Danny Deever - Structure

Structure

The poem is composed of four eight-line verses, containing a dialogue between two (or three) voices:

"What are the bugles blowin' for?" said Files-on-Parade.
"To turn you out, to turn you out", the Colour-Sergeant said.
"What makes you look so white, so white?" said Files-on-Parade.
"I'm dreadin' what I've got to watch", the Colour-Sergeant said.
For they're hangin' Danny Deever, you can hear the Dead March play,
The regiment's in 'ollow square -- they're hangin' him to-day;
They've taken of his buttons off an' cut his stripes away,
An' they're hangin' Danny Deever in the mornin'.

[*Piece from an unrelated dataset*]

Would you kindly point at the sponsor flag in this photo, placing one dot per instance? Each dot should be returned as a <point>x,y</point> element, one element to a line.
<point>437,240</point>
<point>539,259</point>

It is immediately noticeable that the poem is written in a vernacular English. Though the Barrack-Room Ballads have made this appear a common feature of Kipling's work, at the time it was quite unusual; this was the first of his published works to be written in the voice of the common soldier. The speech is not a direct representation of any single dialect, but it serves to give a very clear effect of a working class English voice of the period. Note the "taken of his buttons off", a deliberate error, to add to the stylised speech; it refers to the ceremony of military degradation, where the man to be executed is formally stripped of any marks of rank, such as his stripes, or of significant parts of his uniform - the buttons bore the regimental crest.

The four verses each consist of two questions asked by "Files" and answered by the Sergeant- a call-and-response form - and then another four lines of the Sergeant explaining, as above. In some interpretations, the second four lines are taken to be spoken by a third voice, another "file-on-parade". Both the poem's rhythm and its rhyme scheme reinforce the idea of drilling infantry by giving the effect of feet marching generally but not perfectly in unison: Although the poem's overall meter is iambic, each line in the verses and, to the slightly lesser extent, the chorus features syllables with additional grammatical and phonetic emphasis that fit the rhythm of the "left, left, left right left" marching cadence. The first four lines always end with the same word, and the last four feature an aaab rhyme scheme with slightly lighter syllables that force the pace into a brisk march despite its somber mood (cf. the text of the poem's final chorus). Eliot noted the imperfect rhyme scheme - parade and said do not quite rhyme - as strongly contributing to this effect, with the slight interruption supporting the feel of a large number of men marching together, not quite in harmony.